Hardy mums are equipped to survive a hard frost, while florist mums will not. Both kinds are ideal container plants. There isn’t really much care involved.
Put these blooms into a clay pot or window box, after breaking up the roots a bit. Put them in fertilized soil and place them in full sun.
Remember, all that light will make them thirsty. After repotting, give them a good drenching. Moving forward, water every other day.
When watering, take care not to water the plant’s lush foliage. Instead, pour water directly into the plant’s soil. Fertilizing isn’t necessary for container mums, but a water-soluble plant food never hurts!
How to Pick Potted Mums
Of course, the healthier your mums to begin with, the better their chance of thriving. Look for plants that have healthy foliage and no wilting leaves. It’s also wise to head to your local garden center and purchase locally grown mums.
These varieties will be best suited to your region’s climate. If you want your plant to last the longest, choose a plant with tight, unopened flower buds. Either way, make sure the soil is moist and not dry, which would suggest a lack of care.
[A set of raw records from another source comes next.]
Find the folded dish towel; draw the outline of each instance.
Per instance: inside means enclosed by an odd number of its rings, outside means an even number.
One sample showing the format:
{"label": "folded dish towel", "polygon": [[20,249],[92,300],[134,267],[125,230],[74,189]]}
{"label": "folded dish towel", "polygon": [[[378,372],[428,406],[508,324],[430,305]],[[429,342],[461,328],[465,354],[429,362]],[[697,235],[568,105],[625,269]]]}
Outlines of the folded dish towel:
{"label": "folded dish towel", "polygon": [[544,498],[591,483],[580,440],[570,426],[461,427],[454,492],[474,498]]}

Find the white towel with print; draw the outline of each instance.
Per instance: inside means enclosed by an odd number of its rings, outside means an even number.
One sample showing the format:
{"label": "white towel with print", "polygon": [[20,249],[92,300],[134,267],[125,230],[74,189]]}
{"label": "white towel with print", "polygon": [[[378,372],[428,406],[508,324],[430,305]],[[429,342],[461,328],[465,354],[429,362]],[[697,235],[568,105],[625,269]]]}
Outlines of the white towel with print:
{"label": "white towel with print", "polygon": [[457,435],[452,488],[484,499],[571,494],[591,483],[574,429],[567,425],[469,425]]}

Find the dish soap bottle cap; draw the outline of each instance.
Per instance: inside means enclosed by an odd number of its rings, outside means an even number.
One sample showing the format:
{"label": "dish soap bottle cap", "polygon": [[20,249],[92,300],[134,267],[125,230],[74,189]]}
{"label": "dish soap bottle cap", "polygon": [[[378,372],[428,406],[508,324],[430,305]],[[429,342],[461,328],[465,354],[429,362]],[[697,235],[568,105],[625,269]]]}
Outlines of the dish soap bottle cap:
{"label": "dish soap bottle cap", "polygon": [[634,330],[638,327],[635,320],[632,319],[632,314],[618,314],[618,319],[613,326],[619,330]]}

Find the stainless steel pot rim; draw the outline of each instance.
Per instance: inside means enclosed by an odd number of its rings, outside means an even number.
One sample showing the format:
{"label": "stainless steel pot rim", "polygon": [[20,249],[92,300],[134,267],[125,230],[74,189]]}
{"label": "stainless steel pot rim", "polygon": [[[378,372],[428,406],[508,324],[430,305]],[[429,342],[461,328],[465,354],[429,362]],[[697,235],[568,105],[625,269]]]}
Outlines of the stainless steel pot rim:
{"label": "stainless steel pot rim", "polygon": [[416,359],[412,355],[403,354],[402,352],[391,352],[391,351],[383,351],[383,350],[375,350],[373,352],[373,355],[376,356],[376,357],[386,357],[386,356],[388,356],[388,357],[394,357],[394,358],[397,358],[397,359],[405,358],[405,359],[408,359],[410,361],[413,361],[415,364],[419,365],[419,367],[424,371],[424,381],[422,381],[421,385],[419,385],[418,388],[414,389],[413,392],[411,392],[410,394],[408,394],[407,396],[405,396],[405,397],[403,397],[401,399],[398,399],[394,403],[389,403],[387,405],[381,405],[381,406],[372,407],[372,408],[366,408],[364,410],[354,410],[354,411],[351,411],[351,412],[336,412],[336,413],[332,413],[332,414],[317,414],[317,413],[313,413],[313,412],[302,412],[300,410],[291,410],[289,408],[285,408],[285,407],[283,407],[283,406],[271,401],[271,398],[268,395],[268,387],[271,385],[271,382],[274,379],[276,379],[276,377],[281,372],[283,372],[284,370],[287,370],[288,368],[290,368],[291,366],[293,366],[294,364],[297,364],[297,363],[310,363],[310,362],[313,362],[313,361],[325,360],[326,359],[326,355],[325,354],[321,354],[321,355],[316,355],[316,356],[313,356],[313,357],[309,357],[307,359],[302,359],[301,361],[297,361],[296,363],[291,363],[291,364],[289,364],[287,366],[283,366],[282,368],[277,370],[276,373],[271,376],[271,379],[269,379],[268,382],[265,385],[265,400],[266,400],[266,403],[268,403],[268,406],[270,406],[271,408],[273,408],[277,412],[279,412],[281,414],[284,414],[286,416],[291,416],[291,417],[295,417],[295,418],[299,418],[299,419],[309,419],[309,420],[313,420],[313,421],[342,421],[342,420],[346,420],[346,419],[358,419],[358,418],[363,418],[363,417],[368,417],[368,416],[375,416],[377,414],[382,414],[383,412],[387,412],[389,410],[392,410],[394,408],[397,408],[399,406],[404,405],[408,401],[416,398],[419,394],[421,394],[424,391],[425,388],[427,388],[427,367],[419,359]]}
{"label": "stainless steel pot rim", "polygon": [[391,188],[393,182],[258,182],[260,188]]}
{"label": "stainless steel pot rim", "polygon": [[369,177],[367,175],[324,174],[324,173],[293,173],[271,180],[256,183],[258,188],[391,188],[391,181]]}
Additionally, for planted mums, you might want to pick an array of species that bloom at different times of the season to keep your garden looking fresh from late summer all the way through mid-fall.
Caring for Planted Mums
While still relatively low maintenance, you need to pay a little bit more attention to mums in your garden. Here’s what to do.
When to Plant Mums
Chances are, mums will be all over your local Home Depot or garden center showing off their fall colors in late summer/early autumn. This is an excellent time to plant your mum as an annual.
If you want your mums to have a better chance of surviving the winter, plant them in the early spring. This way, they will be able to get established in your garden.
With any look, you will see them blooming with new growth in the fall. And, you may even see a few buds in the spring before pinching for autumn flowers.
How to Plant Mums in Your Flower Bed
The first thing to keep in mind when selecting a location is that mums need enough sunlight, at least six hours or more. Once you have a sunny location, dig a while twice as wide as your pot.
Place your plant in the hole even with ground level, then backfill the soil over the top. Water with plant food, and then top with a three-inch layer of mulch. This mulch will help your mums survive the first frost.
Lastly, water daily until the plant is established in your garden. Be sure to keep your soil moist to enjoy mums in full bloom.
Indoor mums should be deadheaded to promote optimal blooms and keep it looking attractive. To deadhead mums, use shears to snip off the heads and any foliage that has begun to wilt.
Outside, you can prune mums before overwintering. However, leave the extra foliage, as these leaves can help your plant survive the first hard frost.
If you purchased a full, potted plant at the garden store, it is ready for planting and has already been pinched. However, your spring plants require pinching for optimal blooming.
Pinching is done by removing the growing tip of a stem. Pinch between your thumb and forefinger, then place about half of the new growth at the top of the shoot.
Do this to some stems with buds and some without. Repeat the process after every several inches of growth, or every two weeks or so until mid-summer. This ensures you will have healthy buds come early fall.
How to Care for Mums Year After Year
The goal, of course, is to get your perennial mums to come back next year. If you’ve achieved this, it is wise to relocate your mums after three years to minimize pests.
During this time, divide your mums using a knife to cut the outer parts of the plant from the middle. Then, spread out your mums into newly dug holes and top with fertilized soil.
Different Kinds of Mums
You know about florist mums and garden mums, but there are many many more. Traditional garden mums are the hardiest plants for your garden if you want them to withstand cold weather.
But, if you wish to beautiful mums for indoor decoration, consider a more exotic species. Favorites include pom pom mums, spoon mums, quilled mums, and anemone.
So, How Do You Take Care of Mums?
It’s no surprise that mums are a garden favorite. These hardy plants can survive a winter frost, and they boast beautiful autumnal hues.
To plant them in your garden, be sure to select garden mums, which are designed for cold weather. Dig a large hole in fertilized soil and top with three inches of mulch.
Keep the soil moist by watering daily. For indoor plants, the maintenance is even easier. Place your container in a sunny spot and water it daily to keep the soil moist.
When blooms and foliage starts wilting, snip it off to keep your plant looking fresh. You’ll be enjoying those gorgeous autumnal colors through Thanksgiving.